Saturday, May 9, 2009

Watching The Watchmen


Pam and I were having a conversation about how we didn't care about big movies anymore. I say its because we were burned one two many times. We enjoyed the Bournes, but felt unfulfilled after a Mission Impossible sequel. Neither of us could get excited about the new Star Trek. There are exceptions to this rule. Pam is looking forward to the new Terminator product.

Somehow our discussion of big movies evolved into plans to go to the Academy Theater on 78th and Stark to go see Watchmen. It is a neighborhood of autoshops, places where you can get a Patty Melt and a Bloody Mary like Thatchers, and couple of pizza joints. The Academy is proof that you an old auditorium can be pleasantly reconstituted and plexed. They serve their wine in a glass and have daycare. I think admission is three bucks for flicks soon on their way to DVD. (Idea for a poem -- movies leaving theaters for cable/DVD/Netflix/Basic Cable/LifeTime and AMC/DVD cutout racks at Hollywood and Blockbuster could be compared to cute farm animals going to the feed lot and then to slaughterhouse, grocery store and then to your plate.

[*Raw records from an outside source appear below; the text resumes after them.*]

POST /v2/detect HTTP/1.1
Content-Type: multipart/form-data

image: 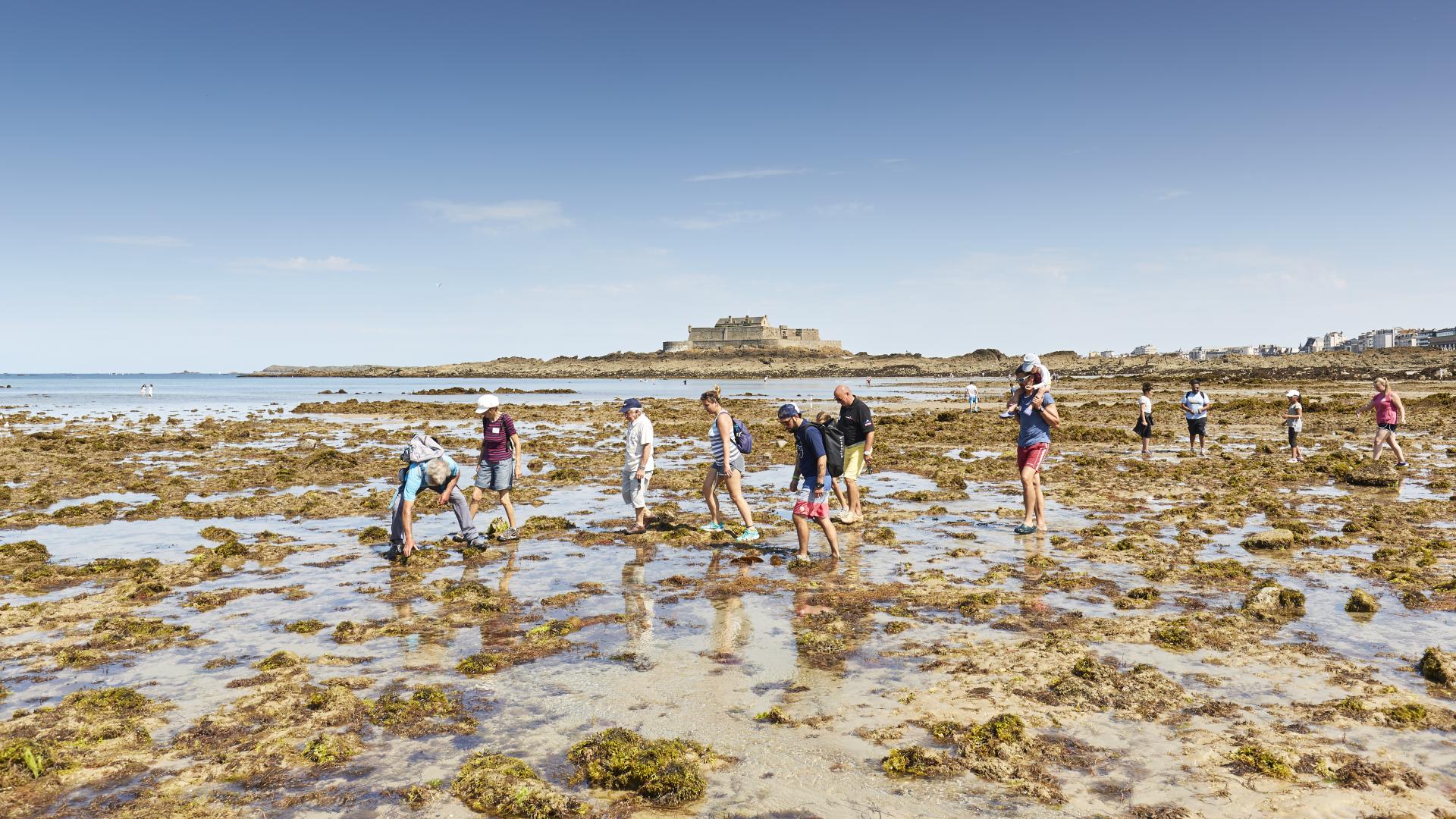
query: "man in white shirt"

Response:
[622,398,655,535]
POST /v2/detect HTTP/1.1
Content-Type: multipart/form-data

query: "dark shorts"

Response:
[475,457,516,493]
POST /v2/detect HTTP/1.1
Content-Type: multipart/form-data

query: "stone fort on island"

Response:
[663,316,843,353]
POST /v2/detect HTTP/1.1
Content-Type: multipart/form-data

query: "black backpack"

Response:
[805,421,845,478]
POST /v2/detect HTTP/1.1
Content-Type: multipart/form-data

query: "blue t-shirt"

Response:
[793,421,824,487]
[1184,389,1210,421]
[1016,392,1057,446]
[394,455,460,501]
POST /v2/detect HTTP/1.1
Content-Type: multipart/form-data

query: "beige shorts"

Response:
[622,469,652,509]
[845,441,864,481]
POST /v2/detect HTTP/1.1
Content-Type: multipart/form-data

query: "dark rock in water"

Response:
[1244,529,1294,549]
[1345,460,1401,487]
[1345,588,1380,613]
[1415,647,1456,685]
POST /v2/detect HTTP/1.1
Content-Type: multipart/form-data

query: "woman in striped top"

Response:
[699,392,758,544]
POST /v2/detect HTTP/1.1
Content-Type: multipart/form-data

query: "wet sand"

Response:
[0,379,1456,817]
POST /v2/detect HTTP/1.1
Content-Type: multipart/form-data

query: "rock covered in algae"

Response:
[1415,645,1456,685]
[450,752,590,819]
[566,729,715,808]
[1345,588,1380,613]
[1244,580,1304,623]
[1242,529,1294,549]
[1345,460,1401,487]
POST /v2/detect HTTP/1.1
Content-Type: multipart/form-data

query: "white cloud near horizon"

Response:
[253,256,374,272]
[86,236,191,248]
[682,168,811,182]
[664,210,783,231]
[412,199,573,233]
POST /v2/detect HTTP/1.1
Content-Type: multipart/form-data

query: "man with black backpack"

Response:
[779,403,843,560]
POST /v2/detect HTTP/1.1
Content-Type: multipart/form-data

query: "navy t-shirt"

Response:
[793,421,824,481]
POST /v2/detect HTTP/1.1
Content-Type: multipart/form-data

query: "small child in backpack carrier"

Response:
[1000,353,1051,419]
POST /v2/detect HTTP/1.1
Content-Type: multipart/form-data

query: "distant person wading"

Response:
[1356,376,1405,466]
[699,391,758,544]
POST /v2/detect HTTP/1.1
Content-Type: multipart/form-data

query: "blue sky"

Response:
[0,3,1456,372]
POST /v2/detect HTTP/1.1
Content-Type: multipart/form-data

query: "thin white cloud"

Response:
[255,256,374,272]
[814,202,875,215]
[413,199,573,233]
[665,210,783,231]
[87,236,190,248]
[682,168,810,182]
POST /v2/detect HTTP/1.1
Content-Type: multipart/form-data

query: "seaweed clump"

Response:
[566,729,717,808]
[450,752,592,819]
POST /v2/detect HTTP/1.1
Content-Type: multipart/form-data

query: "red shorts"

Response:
[1016,443,1048,472]
[793,487,828,520]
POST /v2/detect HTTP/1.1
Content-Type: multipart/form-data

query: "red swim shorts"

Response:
[793,487,828,520]
[1016,443,1048,472]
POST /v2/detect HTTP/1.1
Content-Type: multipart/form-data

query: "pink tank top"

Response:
[1370,391,1401,424]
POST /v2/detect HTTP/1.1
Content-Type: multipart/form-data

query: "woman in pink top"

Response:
[1356,378,1405,466]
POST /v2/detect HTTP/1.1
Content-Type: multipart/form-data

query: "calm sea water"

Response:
[0,373,992,419]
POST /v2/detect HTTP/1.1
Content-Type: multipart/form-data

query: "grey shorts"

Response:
[714,453,748,478]
[475,457,516,493]
[622,469,652,509]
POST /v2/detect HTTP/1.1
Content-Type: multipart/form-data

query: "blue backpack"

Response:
[730,416,753,455]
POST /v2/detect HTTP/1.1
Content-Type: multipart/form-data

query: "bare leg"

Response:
[703,466,718,523]
[728,469,753,529]
[821,514,839,560]
[793,514,810,560]
[500,490,516,529]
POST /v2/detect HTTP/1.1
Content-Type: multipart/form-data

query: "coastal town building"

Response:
[663,316,843,353]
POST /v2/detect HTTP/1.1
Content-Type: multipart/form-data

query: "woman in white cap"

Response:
[470,394,521,541]
[1284,389,1304,463]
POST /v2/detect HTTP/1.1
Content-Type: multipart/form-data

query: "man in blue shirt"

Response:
[389,446,486,561]
[1013,373,1062,535]
[779,403,839,560]
[1182,379,1213,455]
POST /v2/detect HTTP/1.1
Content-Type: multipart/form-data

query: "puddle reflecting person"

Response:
[470,394,524,541]
[389,433,485,561]
[834,383,875,523]
[1133,381,1153,455]
[1013,372,1062,535]
[1356,376,1405,466]
[1284,389,1304,463]
[1179,379,1213,455]
[622,398,657,535]
[779,403,839,560]
[698,392,758,544]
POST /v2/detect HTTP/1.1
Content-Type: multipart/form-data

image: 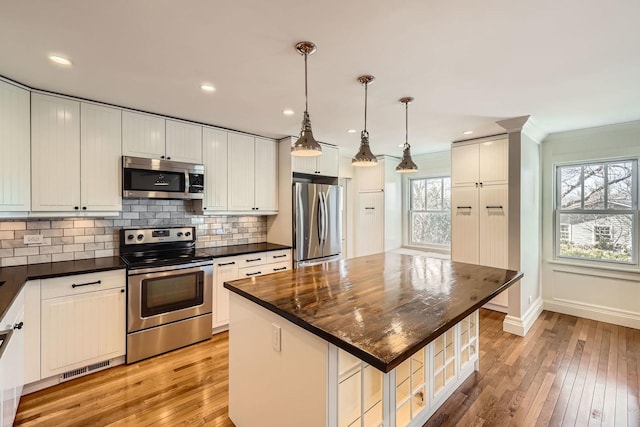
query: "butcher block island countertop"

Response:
[224,253,522,373]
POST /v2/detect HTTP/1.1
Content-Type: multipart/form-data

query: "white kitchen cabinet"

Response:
[165,119,202,164]
[202,127,228,212]
[291,143,339,177]
[122,111,202,164]
[451,139,509,311]
[31,93,122,212]
[31,93,81,212]
[354,156,402,256]
[0,288,25,427]
[41,270,126,378]
[0,81,31,212]
[122,111,166,159]
[80,102,122,211]
[227,132,278,214]
[213,249,291,332]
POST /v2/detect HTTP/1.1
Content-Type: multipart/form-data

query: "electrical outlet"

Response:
[23,234,44,245]
[271,323,282,352]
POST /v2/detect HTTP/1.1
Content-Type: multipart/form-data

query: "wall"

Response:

I wasn't really aware of the whole Watchmen phenomena until some of my students were reading it and I saw several Watchman hoddies among the laptop gaming clique. Librarian Z filled me in a little bit. Pam then read the comic, which looked like too big a project before seeing the movie, but I was struck by some impressions she shared about it along with some other comments I saw and read at a glance. Movie comics are pretty sketchy, but then I realized that I was basing my impression on Dark Knight and The Spirit. So actually my issue is probably with Frank Miller, who I liked best when he interviewed Will Eisner (then made hash out of Eisner's great contribution to pop culture and American comics, The Spirit.

The Watchmen was an intriguing and engaging movie experience for me for a number of reasons. Mainly because seeing it was a new world complete, and I entered it with no expectations. The speculative world of what 85 would be like if Nixon was to run for five terms also was very cool with dead on pop culture references with kind of look alike imitators for everyone from McLaughlin Group panels to Annie Leibovitz at a photo shoot, to Nixon and Kissinger jowling about Nuclear War.

Then there are the superheroes with baggage and disconnects, just like real folk. The actors were almost entirely unknowns to a a good part of the planet and that added to the buy in for this wild tale which covered everything from nuclear war to being true to yourself for nearly three hours.

The look of the film and the consistency of really cool special effects helped it out as well. There is a kind of nerdly joy in this movie, that I haven't really seen realized in a similar way since I first saw the first Matrix movie. Look forward to checking out the comic next, but I doubt you'll see me at Wolverine ever or Star Trek maybe until it shows up at the Academy with the feed lot trucks parked out back.